Sürdürülebilirlik için, var olan güveni korumalı ve tüketiciyle ilişkiyi her gün yeniden yaratmalıyız.

-Değişim denince akla ilk olarak ‘Zor’ geliyor.

-Karar vermenin %95’i bilinç dışı gerçekleşiyor.

-Düşük karbonlu kalkınma, önümüzdeki yılların anahtar sözcüklerinden biri.
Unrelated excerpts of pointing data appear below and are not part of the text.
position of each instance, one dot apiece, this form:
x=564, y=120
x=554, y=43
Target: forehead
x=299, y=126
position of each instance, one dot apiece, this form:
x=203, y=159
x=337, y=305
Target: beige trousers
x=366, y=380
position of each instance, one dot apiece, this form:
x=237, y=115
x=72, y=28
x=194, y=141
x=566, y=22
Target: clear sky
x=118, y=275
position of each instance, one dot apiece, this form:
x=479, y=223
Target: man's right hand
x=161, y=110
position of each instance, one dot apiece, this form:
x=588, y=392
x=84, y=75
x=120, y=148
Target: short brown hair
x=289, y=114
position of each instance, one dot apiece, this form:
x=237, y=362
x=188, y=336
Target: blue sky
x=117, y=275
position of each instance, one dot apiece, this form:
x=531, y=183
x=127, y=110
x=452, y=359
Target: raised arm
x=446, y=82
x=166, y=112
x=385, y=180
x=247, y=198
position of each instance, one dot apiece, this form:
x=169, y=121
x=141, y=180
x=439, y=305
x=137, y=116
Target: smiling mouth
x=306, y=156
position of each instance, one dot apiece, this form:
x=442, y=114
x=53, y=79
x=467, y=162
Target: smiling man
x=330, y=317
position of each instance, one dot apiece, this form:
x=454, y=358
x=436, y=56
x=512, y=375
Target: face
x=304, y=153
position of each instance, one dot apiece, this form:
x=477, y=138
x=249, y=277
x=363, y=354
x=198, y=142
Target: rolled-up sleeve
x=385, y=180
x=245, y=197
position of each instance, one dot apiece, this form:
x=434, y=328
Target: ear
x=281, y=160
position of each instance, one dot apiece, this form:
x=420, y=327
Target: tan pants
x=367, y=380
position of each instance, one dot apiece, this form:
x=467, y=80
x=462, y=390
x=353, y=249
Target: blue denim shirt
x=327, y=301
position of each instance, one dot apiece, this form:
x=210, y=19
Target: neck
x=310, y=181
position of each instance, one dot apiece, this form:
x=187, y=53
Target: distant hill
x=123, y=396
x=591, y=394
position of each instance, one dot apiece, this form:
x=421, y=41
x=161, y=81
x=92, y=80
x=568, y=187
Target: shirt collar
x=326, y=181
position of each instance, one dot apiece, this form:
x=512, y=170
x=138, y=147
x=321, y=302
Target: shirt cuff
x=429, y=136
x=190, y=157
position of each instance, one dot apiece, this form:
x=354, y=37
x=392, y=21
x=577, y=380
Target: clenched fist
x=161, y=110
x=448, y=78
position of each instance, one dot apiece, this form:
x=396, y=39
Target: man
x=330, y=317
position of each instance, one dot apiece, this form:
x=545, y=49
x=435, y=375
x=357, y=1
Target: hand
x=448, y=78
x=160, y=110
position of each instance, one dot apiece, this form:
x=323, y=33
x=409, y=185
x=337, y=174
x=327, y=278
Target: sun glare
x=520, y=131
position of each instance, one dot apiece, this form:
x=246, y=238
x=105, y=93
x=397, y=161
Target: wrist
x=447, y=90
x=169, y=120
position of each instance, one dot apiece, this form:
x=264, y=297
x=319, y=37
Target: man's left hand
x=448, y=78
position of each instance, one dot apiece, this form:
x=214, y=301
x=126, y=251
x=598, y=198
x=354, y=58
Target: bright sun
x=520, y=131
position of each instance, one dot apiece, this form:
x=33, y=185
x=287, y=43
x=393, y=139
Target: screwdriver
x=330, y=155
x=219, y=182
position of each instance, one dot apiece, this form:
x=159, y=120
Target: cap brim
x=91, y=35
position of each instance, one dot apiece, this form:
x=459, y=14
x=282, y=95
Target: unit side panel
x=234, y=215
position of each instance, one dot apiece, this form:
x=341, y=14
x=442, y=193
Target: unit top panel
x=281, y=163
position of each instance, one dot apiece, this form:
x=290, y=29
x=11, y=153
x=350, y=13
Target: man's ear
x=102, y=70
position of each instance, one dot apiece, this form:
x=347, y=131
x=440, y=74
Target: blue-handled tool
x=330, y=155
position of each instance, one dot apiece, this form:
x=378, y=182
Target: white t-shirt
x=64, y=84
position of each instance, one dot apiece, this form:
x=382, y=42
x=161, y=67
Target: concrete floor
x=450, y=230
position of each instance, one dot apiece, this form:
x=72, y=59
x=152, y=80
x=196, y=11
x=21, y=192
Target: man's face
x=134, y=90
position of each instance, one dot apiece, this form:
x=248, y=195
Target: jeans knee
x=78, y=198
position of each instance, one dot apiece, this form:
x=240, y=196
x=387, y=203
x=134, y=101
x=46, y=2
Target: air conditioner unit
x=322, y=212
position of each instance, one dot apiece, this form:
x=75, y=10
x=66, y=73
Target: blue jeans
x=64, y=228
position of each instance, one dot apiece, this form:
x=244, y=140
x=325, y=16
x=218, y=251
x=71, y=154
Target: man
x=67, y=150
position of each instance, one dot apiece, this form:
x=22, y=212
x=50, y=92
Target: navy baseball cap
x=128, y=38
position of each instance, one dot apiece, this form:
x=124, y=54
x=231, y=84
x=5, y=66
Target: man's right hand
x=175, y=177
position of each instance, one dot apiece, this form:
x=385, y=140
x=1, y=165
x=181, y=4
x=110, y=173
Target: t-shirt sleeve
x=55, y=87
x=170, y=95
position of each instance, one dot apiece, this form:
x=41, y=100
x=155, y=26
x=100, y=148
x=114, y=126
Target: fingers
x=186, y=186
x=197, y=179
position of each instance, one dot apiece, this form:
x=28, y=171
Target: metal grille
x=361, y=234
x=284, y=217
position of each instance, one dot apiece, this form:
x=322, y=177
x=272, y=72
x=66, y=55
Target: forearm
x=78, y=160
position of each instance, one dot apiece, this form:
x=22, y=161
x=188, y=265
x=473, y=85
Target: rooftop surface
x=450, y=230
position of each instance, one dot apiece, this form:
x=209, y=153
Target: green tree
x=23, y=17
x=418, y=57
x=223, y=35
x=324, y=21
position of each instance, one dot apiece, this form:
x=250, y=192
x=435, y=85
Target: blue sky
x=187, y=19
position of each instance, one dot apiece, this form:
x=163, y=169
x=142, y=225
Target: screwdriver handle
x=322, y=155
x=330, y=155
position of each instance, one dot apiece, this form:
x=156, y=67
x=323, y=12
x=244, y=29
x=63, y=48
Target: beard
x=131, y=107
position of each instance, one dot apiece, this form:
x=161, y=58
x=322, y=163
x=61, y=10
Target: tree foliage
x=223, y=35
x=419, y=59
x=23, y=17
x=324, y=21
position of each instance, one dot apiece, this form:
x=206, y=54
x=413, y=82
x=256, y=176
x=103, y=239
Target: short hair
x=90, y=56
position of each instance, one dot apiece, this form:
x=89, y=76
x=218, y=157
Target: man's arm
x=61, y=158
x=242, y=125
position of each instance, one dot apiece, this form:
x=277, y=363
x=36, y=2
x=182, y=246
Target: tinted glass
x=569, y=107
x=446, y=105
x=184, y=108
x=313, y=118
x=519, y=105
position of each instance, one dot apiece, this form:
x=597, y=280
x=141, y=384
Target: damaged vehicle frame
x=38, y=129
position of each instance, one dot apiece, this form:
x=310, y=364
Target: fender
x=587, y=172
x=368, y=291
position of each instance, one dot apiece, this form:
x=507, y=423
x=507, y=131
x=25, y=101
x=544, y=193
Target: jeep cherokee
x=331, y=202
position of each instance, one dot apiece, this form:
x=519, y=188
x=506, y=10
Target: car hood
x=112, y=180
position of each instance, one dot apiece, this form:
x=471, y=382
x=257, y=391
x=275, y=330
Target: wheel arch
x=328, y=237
-2012 Türkiye tüketim araştırması sonuçlarına göre tüketiciler için yeşil ürünler, geri dönüşümlü poşetler. Yine bu araştırmaya göre, yeşil ve çevre dostu bu ürünleri kullanmaktaki en büyük engel, Yüksek fiyat. Tüketiciler cam sektörünü, en yeşil sektör olarak görüyor.

-1 kg pamuk dokuma üretimi için 2700 lt temiz su kullanılıyor. Gelecekte pamuk üretimi düşecek, dolaylı olarak modayı, kullanılan hammaddeleri etkileyecek.

-2030 yılında orta sınıf sayısı şuan olanın 3 misli olacak.